Professor Trent also had a good deal to say about the disappearance
of literature. He said that Scott would outlive all his critics.
I guess that's true. That fact of the business is you've got to be
one of two ages to appreciate Scott. When you're eighteen you can
read Ivanhoe, and you want to wait until you're ninety to read some
of the rest. It takes a pretty well-regulated abstemious critic to
live ninety years.

But a few days later he was back again in the forefront of reform, preaching at the Berkeley Lyceum against foreign occupation in China. It was there that he declared himself a Boxer.

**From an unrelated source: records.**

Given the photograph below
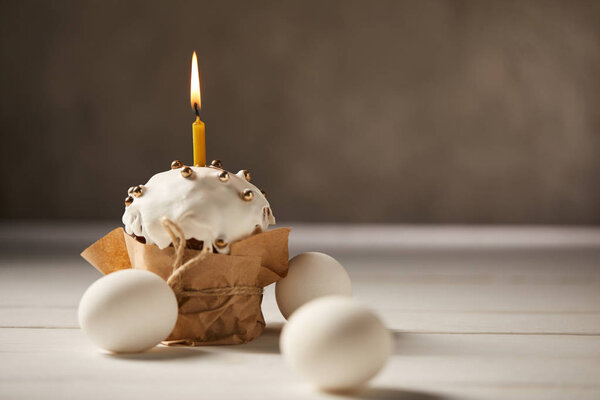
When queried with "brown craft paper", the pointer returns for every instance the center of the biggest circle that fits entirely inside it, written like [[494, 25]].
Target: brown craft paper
[[219, 296]]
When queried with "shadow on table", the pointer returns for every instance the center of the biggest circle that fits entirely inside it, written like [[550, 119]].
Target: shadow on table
[[266, 343], [162, 353], [387, 393]]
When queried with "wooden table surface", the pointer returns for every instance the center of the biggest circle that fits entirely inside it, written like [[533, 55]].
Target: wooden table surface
[[482, 313]]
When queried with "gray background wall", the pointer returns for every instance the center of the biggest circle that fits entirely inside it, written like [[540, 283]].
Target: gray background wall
[[354, 111]]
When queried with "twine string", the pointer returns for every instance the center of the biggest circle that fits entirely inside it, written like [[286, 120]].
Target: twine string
[[175, 279]]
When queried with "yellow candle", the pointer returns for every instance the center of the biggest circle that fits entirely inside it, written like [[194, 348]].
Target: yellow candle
[[199, 143], [197, 126]]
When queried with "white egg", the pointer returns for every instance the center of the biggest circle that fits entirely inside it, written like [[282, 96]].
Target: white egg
[[311, 275], [128, 311], [335, 343]]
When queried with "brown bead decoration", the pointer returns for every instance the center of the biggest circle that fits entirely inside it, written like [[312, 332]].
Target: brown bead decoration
[[186, 172], [247, 195], [176, 164], [223, 176], [220, 243], [136, 191], [246, 174], [216, 164]]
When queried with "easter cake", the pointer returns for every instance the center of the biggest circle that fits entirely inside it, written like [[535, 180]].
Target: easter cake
[[212, 206]]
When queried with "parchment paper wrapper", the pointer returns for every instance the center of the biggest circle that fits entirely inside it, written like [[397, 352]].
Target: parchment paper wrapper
[[220, 296]]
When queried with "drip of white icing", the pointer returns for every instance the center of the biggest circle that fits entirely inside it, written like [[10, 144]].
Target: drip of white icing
[[205, 208]]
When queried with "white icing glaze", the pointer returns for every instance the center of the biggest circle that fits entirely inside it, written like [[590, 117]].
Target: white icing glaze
[[205, 208]]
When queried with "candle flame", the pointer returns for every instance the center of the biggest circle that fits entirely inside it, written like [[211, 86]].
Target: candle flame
[[195, 85]]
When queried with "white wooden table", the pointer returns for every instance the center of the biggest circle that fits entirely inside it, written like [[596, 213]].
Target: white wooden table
[[482, 313]]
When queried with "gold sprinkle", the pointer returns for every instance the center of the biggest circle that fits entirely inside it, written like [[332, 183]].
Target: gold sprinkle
[[247, 195], [136, 191], [216, 164], [246, 174], [186, 172], [176, 164], [220, 243], [223, 176]]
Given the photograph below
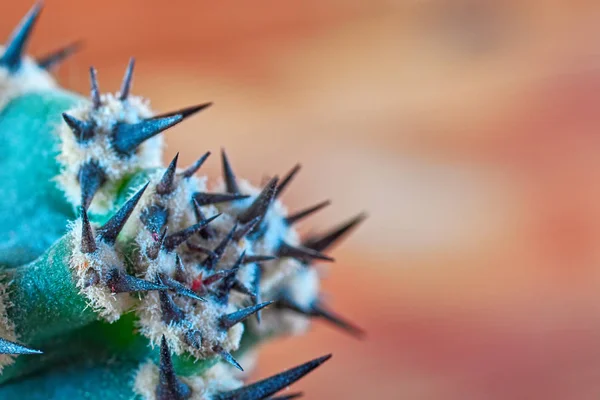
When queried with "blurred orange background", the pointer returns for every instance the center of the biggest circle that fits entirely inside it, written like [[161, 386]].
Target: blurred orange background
[[468, 130]]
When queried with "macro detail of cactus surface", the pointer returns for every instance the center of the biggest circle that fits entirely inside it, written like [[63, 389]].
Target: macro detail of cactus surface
[[121, 278]]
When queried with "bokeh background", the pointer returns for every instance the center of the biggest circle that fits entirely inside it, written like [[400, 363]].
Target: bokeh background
[[468, 130]]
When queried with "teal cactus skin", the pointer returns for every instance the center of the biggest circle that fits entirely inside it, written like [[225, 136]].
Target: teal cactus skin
[[121, 278]]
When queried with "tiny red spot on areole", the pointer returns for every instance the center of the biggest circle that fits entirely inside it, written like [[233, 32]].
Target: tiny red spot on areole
[[196, 284]]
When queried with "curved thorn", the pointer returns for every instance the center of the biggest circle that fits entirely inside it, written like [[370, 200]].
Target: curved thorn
[[127, 80], [167, 182], [292, 219], [204, 199], [228, 175], [228, 358], [222, 274], [14, 49], [290, 396], [153, 250], [91, 177], [328, 239], [169, 387], [127, 137], [261, 203], [8, 347], [258, 259], [171, 313], [209, 232], [185, 112], [180, 274], [83, 130], [94, 90], [179, 288], [174, 240], [88, 243], [247, 228], [303, 254], [192, 169], [287, 179], [154, 218], [120, 282], [210, 262], [222, 291], [53, 59], [269, 386], [229, 320], [111, 229]]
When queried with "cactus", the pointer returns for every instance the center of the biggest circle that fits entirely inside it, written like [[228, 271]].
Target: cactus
[[121, 278]]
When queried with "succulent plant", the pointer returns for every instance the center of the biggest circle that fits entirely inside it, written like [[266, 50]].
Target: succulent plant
[[121, 278]]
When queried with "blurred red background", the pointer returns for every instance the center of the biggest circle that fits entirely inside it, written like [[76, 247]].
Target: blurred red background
[[468, 130]]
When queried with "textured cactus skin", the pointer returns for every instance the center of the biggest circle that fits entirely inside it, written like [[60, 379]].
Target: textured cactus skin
[[104, 291], [34, 212]]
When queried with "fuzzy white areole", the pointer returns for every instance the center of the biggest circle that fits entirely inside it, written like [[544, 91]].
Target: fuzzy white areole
[[217, 379], [73, 154]]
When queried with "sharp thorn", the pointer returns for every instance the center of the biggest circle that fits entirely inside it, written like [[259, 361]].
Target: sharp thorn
[[180, 274], [153, 250], [121, 282], [82, 130], [261, 203], [228, 358], [302, 254], [290, 396], [208, 232], [174, 240], [92, 278], [95, 90], [204, 199], [258, 259], [228, 175], [287, 179], [222, 274], [192, 169], [111, 229], [221, 292], [193, 338], [256, 289], [229, 320], [88, 243], [202, 250], [154, 218], [170, 387], [167, 182], [127, 80], [179, 288], [91, 177], [292, 219], [15, 47], [185, 112], [246, 228], [7, 347], [53, 59], [171, 313], [269, 386], [127, 137], [328, 239], [210, 262]]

Why should not China be free from the foreigners, who are only
making trouble on her soil? If they would only all go home what a
pleasant place China would be for the Chinese! We do not allow
Chinamen to come here, and I say, in all seriousness, that it would
be a graceful thing to let China decide who shall go there.
China never wanted foreigners any more than foreigners wanted
Chinamen, and on this question I am with the Boxers every time. The
Boxer is a patriot. He loves his country better than he does the
countries of other people. I wish him success. We drive the
Chinaman out of our country; the Boxer believes in driving us out of
his country. I am a Boxer, too, on those terms.

Introducing Winston Churchill, of England, at a dinner some weeks later, he explained how generous England and America had been in not requiring fancy rates for “extinguished missionaries” in China as Germany had done. Germany had required territory and cash, he said, in payment for her missionaries, while the United States and England had been willing to settle for produce—firecrackers and tea.